Selon les autorités policières, les familles des policiers morts avant l’instauration du contrôle biométrique en 2010 continueront à bénéficier d’une rente mensuelle en attendant le transfert définitif des dossiers vers la Caisse nationale de sécurité sociale des agents publics de l’État (CNSSAP).
Les ayants droit identifiés notamment les conjoints survivants et les enfants resteront bénéficiaires de la solde du policier décédé.

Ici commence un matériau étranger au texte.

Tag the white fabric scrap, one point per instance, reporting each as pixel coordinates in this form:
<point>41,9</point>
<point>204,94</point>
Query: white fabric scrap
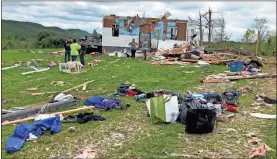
<point>263,116</point>
<point>46,116</point>
<point>32,137</point>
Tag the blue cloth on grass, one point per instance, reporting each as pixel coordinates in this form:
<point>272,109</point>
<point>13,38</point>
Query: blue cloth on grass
<point>21,132</point>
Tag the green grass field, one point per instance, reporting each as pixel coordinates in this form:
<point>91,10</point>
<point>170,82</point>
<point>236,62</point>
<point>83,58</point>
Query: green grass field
<point>139,137</point>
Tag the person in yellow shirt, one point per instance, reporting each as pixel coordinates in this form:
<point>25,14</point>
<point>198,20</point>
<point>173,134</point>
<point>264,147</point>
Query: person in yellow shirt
<point>74,50</point>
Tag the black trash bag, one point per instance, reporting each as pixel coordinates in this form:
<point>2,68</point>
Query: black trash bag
<point>200,121</point>
<point>123,89</point>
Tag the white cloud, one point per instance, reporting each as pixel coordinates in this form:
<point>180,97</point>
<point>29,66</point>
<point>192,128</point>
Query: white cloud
<point>88,15</point>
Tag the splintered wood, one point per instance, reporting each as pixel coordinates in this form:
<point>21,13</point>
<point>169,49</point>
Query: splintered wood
<point>183,48</point>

Toutefois, la PNC précise que ces derniers ne seront pas automatiquement intégrés dans les effectifs de la police, contrairement à certaines pratiques observées par le passé.
Cette opération vise à assainir les fichiers administratifs de la police et à garantir une meilleure prise en charge sociale des familles des agents disparus, dans un contexte marqué par les revendications récurrentes sur les conditions de vie des policiers congolais et de leurs dépendants.
Pour la hiérarchie policière, ce processus constitue également une étape importante dans la modernisation de la gestion des ressources humaines au sein de la PNC, notamment grâce au système biométrique mis en place pour limiter les doublons et les irrégularités dans la paie.